Tie::Gzip - read and write gzip compressed files


Tie-Gzip documentation Contained in the Tie-Gzip distribution.

Index


Code Index:

NAME

Top

Tie::Gzip - read and write gzip compressed files

SYNOPSIS

Top

 require Tie::Gzip;

 tie filehandle, 'Tie::Gzip'
 tie filehandle, 'Tie::Gzip', mode, filename
 tie filehandle, 'Tie::Gzip', filename

 tie filehandle, 'Tie::Gzip', \%options
 tie filehandle, 'Tie::Gzip', mode, filename, \%options 
 tie filehandle, 'Tie::Gzip', filename, \%options

 tie filehandle, 'Tie::Gzip', \@options
 tie filehandle, 'Tie::Gzip', mode, filename, \@options 
 tie filehandle, 'Tie::Gzip', filename, \@options

DESCRIPTION

Top

The 'Tie::Gzip' module provides a file handle Tie for compressing and uncompressing files using the gzip compression format.

By tieing a filehandle to 'Tie::Gzip' subsequent uses of the file subroutines with the tied filehandle will compress data written to an opened file using gzip compression and decompress data read from an opened file using gzip compression.

If the 'Tie::Gzip' tie receives a filename or mode filename after completing the tie, 'Tie::Gzip' will open filename.

During the tie, Tie::Gzip will first try to load the 'Compress::Zlib' module and package.
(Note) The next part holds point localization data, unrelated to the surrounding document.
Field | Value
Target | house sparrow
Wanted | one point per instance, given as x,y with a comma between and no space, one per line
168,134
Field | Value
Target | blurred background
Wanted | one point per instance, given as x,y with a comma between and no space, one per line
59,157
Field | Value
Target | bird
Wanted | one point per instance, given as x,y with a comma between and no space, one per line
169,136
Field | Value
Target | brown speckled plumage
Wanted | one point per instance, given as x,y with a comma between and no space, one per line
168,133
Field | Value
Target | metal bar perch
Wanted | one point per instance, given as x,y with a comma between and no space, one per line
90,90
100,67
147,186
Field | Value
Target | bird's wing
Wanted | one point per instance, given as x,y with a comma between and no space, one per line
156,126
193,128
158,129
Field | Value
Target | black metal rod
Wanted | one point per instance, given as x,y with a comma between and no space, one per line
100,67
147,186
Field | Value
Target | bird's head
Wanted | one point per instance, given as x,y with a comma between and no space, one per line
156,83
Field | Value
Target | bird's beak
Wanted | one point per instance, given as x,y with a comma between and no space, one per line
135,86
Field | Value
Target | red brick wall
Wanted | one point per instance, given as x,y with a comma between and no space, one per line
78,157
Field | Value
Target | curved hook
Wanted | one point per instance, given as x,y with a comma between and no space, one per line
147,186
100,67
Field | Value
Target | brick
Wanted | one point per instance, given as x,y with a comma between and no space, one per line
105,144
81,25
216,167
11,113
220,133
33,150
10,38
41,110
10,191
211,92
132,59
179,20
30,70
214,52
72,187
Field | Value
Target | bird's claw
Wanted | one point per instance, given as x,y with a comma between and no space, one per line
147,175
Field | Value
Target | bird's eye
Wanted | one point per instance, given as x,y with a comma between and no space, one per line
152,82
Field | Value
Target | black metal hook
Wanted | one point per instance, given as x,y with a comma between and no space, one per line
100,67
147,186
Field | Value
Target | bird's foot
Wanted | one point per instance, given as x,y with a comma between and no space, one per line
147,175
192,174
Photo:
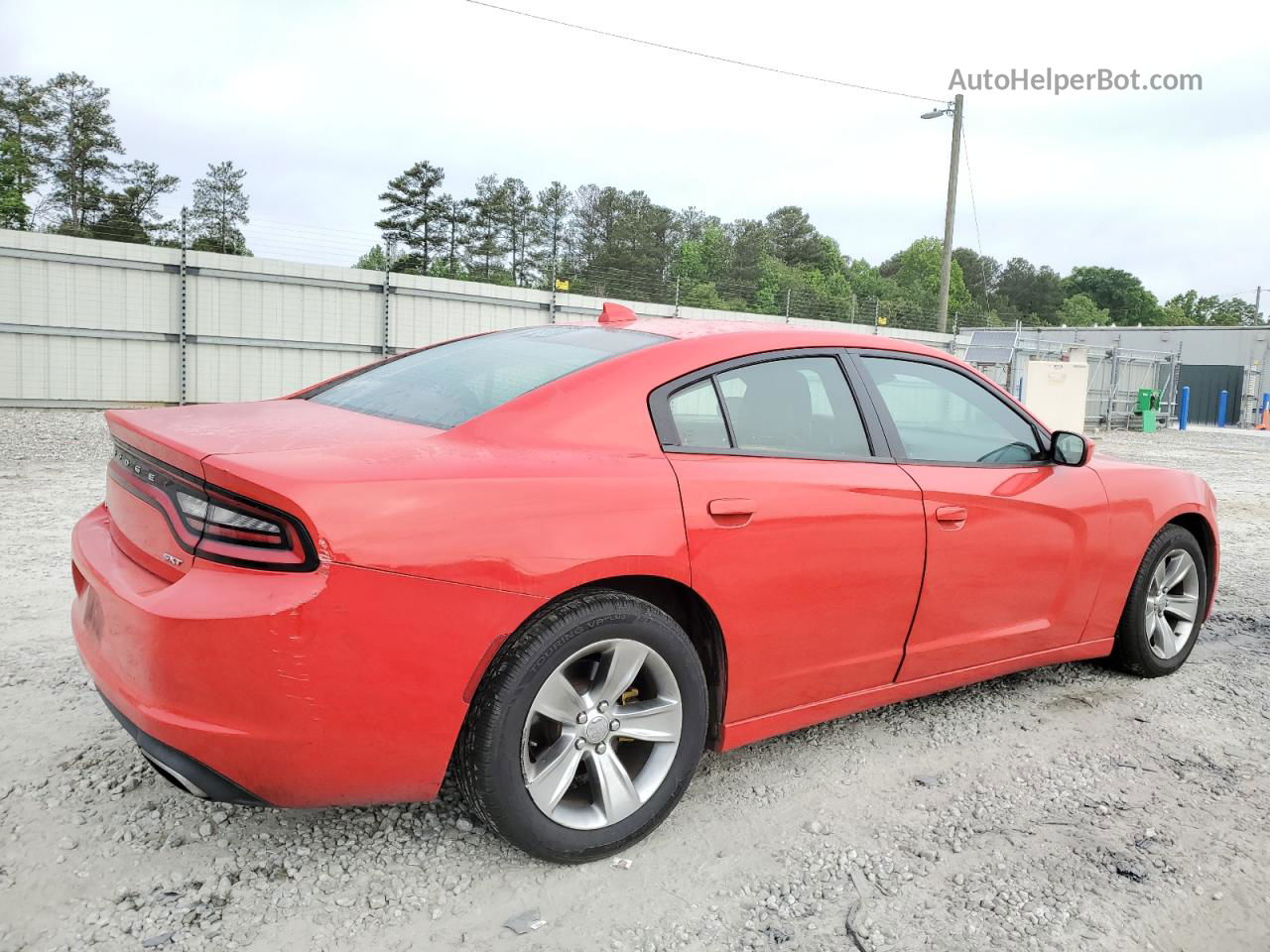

If successful, 'Tie::Gzip' uses the 'Compress::Zlib' for compressing and decompressing the file data.

If unsuccessful, 'Tie::Gzip' setups up the following pipes to an anticipated GNU 'gzip' site command for compressing and decompressing the file data:

 gzip --decompress --stdout {} | # read file data
 | gzip --stdout > {} # write file data

where the string '{}' is a placeholder for the filename.

Many sites, especially UNIX Internet Service Providers, will not provide the 'Compress::Zlib' module. Instead they expect the users to make use of a site Unix gzip command.

If neither of these gzip resources are available for a site, 'Tie::Gzip' provides the 'read_pipe' and 'write_pipe' options, to tie to a suitable local site gzip command.

For example, to specify the GNU gzip, provide the following options as either a hash or array reference:

 [ read_pipe => 'gzip --decompress --stdout {}',
   write_pipe => ' gzip --stdout > {}' ]

The pipe symbol '|' is optional. The 'Tie::Gzip' uses the 'binmode' for all data to and from the read and write pipes. This is equivalent to 'raw' (as oppose to 'cooked') for Unix file drivers and the binary (as oppose to 'text') for Windows file drivers.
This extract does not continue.